Evoco a saga de um Agostinho brasiliense, que partiu de Brasília para Portugal, quando a ditadura destruiu o projeto da faculdade sonhada para Brasília. O Mestre apenas pode criar um Instituto de Letras na universidade que Darcy sonhara.

Agostinho da Silva passou grande parte da sua vida no exílio, por não caber no estreito espaço da "normalidade" imposta numa pátria mergulhada nos tempos sombrios de ditadura. No Brasil que o acolheu, ajudou a fundar universidades e escreveu muitos livros.

Naquela que foi a sua pátria de adopção, Mestre Agostinho, procurou "infundir vida nova" em universidades, em instituições que somente cumpriam rituais desprovidos de sentido. Numa das suas obras, falou-nos de um Francisco de Assis, que também não foi um ser "normal" para a sua época, pois semeava a palavra, mostrando a todos como era possível traduzir em atos os preceitos e como se podia infundir “vida nova” no que se fora transformando em seco ritual.

No meu livrinho “Aprender em Comunidade”, escrevi sobre um “núcleo de projeto” constituído por Darcy, Anísio e Agostinho (em verdade vos digo que esse extraordinário trio agia como “núcleo de projeto”, até mesmo com recortes de um “círculo de aprendizagem”):

“Assumindo as contradições da época em que viveste, defendias a aplicação do conhecimento científico na educação, mas consideravas ser a educação uma arte, algo mais complexo do que uma ciência”.

Recordo-me de, no mês de setembro de dois mil e vinte e a convite da Cátedra Agostinho da Silva, ter participado na celebração dos “Cinquenta e Cinco Anos do Instituto de Letras da Universidade de Brasília”, tendo oportunidade de retomar a evocação do Mestre Agostinho, que iniciara, aquando de uma “aula magna”.  

Nesse evento, discursando sobre a vida e a obra de Agostinho da Silva, a Professora Lúcia isto disse:

“É com grande esperança que vamos continuar.
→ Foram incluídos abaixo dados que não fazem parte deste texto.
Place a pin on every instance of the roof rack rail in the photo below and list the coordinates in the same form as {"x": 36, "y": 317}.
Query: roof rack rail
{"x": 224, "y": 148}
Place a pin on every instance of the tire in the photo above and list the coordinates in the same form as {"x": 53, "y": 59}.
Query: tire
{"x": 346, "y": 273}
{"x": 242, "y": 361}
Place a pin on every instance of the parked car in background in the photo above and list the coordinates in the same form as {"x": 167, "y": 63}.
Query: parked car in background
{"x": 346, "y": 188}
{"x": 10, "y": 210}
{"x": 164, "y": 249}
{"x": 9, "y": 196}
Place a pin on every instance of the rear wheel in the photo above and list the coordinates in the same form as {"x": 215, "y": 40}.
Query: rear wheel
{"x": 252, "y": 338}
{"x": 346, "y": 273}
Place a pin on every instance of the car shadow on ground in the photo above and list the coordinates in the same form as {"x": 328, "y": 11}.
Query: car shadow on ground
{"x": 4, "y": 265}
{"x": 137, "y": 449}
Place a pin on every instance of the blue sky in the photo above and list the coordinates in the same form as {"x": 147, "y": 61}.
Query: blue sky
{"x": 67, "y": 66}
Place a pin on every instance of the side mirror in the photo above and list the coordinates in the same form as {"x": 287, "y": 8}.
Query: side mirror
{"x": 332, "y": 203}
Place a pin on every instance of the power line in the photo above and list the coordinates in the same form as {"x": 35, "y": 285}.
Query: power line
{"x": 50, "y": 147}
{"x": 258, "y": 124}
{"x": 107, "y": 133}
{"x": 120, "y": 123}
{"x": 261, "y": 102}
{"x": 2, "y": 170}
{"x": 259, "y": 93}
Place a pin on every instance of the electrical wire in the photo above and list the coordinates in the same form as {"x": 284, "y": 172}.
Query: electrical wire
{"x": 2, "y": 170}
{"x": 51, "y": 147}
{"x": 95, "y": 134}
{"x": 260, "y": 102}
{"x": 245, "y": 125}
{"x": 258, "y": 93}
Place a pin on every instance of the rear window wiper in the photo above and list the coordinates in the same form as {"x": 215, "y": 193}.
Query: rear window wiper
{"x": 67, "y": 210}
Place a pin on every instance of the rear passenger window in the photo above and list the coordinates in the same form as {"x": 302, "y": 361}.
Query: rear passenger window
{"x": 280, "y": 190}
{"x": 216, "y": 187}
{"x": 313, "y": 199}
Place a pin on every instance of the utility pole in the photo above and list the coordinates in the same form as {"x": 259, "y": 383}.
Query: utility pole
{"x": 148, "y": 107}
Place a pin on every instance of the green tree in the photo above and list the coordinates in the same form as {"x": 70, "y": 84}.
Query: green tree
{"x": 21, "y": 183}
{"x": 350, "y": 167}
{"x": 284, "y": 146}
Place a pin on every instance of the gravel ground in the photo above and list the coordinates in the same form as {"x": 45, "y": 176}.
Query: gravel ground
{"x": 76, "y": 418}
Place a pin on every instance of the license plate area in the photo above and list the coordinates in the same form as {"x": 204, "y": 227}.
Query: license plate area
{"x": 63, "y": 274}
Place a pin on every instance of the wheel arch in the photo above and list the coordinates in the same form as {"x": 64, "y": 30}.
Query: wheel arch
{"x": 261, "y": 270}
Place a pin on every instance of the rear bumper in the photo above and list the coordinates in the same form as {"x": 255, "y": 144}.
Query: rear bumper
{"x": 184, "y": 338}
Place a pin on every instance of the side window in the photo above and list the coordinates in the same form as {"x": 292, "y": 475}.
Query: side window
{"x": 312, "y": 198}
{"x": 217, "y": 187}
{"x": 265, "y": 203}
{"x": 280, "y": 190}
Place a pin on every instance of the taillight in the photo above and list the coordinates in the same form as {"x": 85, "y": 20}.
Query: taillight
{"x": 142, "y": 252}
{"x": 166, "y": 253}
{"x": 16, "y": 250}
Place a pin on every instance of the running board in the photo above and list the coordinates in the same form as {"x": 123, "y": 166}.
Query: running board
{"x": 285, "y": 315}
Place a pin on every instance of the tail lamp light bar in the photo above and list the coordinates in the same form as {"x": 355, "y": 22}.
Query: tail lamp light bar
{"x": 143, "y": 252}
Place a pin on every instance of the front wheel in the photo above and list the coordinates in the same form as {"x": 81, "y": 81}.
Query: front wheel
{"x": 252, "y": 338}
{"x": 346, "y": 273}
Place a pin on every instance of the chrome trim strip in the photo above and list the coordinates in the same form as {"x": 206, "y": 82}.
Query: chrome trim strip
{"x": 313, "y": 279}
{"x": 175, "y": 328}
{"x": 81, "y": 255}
Quem sabe essa é a transformação da educação!?”

Efetivamente, parecia ser o reinício da transformação sonhada por Agostinho, concretizada por um punhado de educadores. Para fazer uma universidade, Agostinho foi de Lisboa para Brasília. Outros vieram de mais perto. Como o candango Antônio, migrante do município Senhora dos Remédios de Minas Gerais.  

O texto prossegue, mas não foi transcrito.